What is the timeframe for this to happen?

It goes into effect January 1, 2017. And then there will be benchmarks before that; before that, the Secretary will have to approve what the clinical decision support mechanism is that meets her requirements, and what set of rules of appropriateness criteria will be used. She will deem those appropriate for this program. And we expect the ACR appropriateness criteria to meet those qualifications, but we expect that other sets developed by medical specialty societies might be included as well.

So the bottom line is that this law mandates the use of clinical decision support at the point of the ordering of diagnostic imaging tests on the part of ordering physicians, correct?

Yes, as of Jan. 1, 2017. And in terms of interactions with EMRs, we would expect that these criteria would then be qualified and embedded in those EMRs, depending on which one you’re talking about.

So even though the language of the law does not itself require the use of electronic medical records per se, there is an implied interoperability requirement between any CDR tool and the EMR in which it is embedded, if a doctor is using an EMR, correct?

Yes. And again, for those physicians who don’t have EMRs, then this would be made available at no cost to them. For those practices that don’t order a lot of diagnostic imaging services or who may be in rural areas, one of the requirements is that every physician be given access to these criteria, once they have been approved by the Secretary.

Given that there is a broadly general mandate within the federal government to harmonize actions between any branch or unit of the federal government and others, could you foresee how clinical decision support for diagnostic imaging exam ordering might end up being in the Stage 3 MU requirements?
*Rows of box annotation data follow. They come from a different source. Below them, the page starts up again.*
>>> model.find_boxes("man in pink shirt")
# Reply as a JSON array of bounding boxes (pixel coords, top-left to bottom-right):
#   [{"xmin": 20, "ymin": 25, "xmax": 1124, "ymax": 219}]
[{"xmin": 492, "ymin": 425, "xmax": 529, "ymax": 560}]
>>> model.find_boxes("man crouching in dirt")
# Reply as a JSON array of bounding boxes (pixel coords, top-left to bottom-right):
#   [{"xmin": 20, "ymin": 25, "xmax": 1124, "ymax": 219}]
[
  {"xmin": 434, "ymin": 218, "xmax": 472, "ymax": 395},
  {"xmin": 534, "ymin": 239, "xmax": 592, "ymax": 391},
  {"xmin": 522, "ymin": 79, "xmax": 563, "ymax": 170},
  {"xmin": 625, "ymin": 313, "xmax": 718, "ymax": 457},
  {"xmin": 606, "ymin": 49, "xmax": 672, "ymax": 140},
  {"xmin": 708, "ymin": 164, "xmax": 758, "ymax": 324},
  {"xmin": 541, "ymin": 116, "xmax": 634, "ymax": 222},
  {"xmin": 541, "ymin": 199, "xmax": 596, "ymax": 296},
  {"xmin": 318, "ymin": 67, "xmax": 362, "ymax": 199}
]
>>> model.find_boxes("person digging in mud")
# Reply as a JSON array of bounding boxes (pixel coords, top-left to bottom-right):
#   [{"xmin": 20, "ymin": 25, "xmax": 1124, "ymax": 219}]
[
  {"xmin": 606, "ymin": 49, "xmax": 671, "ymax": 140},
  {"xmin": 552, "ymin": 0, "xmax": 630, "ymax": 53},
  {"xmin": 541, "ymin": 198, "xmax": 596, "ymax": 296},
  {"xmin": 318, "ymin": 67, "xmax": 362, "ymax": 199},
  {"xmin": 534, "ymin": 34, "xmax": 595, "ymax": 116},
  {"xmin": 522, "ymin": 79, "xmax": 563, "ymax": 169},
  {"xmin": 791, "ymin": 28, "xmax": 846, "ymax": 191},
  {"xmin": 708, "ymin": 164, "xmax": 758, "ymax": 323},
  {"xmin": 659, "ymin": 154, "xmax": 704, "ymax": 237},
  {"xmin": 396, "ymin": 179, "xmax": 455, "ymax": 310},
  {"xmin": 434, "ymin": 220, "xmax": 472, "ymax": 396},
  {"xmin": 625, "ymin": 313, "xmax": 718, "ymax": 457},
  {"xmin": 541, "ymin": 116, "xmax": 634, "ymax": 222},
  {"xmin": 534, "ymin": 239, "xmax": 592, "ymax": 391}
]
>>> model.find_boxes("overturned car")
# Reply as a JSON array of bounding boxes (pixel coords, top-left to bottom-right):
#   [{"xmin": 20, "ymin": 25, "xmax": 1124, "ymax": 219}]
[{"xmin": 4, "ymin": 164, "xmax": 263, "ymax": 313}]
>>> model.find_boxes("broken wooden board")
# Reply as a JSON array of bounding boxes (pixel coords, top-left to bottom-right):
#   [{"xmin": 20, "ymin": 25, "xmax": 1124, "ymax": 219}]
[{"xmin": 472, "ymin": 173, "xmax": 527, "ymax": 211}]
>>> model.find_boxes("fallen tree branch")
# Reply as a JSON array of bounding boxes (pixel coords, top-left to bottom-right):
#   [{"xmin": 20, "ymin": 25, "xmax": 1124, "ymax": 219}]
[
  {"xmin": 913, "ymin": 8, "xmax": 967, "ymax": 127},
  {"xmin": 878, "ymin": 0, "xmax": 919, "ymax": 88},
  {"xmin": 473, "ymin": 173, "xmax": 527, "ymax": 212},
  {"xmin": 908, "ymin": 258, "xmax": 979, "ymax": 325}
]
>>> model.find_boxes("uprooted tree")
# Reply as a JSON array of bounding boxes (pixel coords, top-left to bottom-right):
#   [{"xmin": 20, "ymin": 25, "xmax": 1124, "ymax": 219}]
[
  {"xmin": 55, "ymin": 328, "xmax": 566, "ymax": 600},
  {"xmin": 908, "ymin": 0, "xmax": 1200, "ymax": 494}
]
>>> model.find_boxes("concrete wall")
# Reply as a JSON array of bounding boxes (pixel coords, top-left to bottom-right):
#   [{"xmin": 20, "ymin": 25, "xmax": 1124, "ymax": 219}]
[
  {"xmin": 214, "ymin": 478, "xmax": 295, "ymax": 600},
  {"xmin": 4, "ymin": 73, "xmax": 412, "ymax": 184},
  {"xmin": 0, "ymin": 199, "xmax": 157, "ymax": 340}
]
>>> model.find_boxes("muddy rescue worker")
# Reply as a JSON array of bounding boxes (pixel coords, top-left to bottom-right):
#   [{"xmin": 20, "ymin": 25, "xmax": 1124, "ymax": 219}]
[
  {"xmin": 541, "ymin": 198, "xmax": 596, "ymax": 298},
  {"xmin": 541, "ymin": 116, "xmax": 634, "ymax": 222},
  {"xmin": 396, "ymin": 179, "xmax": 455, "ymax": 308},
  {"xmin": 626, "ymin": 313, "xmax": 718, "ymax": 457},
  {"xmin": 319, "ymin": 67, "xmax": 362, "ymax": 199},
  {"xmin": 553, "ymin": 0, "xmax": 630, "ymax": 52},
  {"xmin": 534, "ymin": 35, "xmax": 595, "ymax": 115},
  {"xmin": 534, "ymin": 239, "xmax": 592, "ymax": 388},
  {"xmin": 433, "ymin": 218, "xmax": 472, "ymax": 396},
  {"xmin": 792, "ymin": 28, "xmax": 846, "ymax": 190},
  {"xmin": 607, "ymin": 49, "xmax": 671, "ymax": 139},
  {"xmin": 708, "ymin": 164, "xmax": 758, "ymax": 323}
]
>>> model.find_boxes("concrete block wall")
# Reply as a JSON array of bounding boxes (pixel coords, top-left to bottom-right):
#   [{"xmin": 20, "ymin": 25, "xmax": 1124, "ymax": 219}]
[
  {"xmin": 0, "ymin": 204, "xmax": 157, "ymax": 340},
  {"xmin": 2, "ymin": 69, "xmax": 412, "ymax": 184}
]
I’m not an expert on meaningful use, but I would assume that that would be of interest to the meaningful use process.

Are you happy that this is in the law?

We are delighted. This was a very high legislative priority for the College, and we’ve worked on this for the last couple of years. We think this is good policy, and is going in the direction that medicine is going to. This policy was one of several that were embedded din the permanent SGR fix, and we were especially delighted that, even though those negotiations failed and everybody was disappointed by that, the good news is that this policy on appropriateness criteria could be viewed as a microcosm of how Congress wants medical care to move forward in the future. And the supporters of this concept felt that even if we were just going to do a 12-month patch [to physician payment under Medicare], this was a good way to jumpstart physicians and the payer community in order to improve the utilization and ordering of diagnostic imaging services. And this is now permanent law.  So the Social Security Act and Medicare law will be amended so that this will be a part of the law.

You’re standing for responsibility in utilization, then, at ACR, correct? Because this is very different from standing for pure freedom in ordering of diagnostic services.

Exactly. The College supports the appropriate utilization of these services, period. And in every policy we’re trying to push, we’re trying to ensure that the correct study is ordered for the right patients, for the right reasons. If we did anything other than that, in this day and time, it would be irresponsible. And I think because this was infinitely reasonable, that it got such broad, bipartisan support in Congress. So my colleagues and I are happy about this on many levels.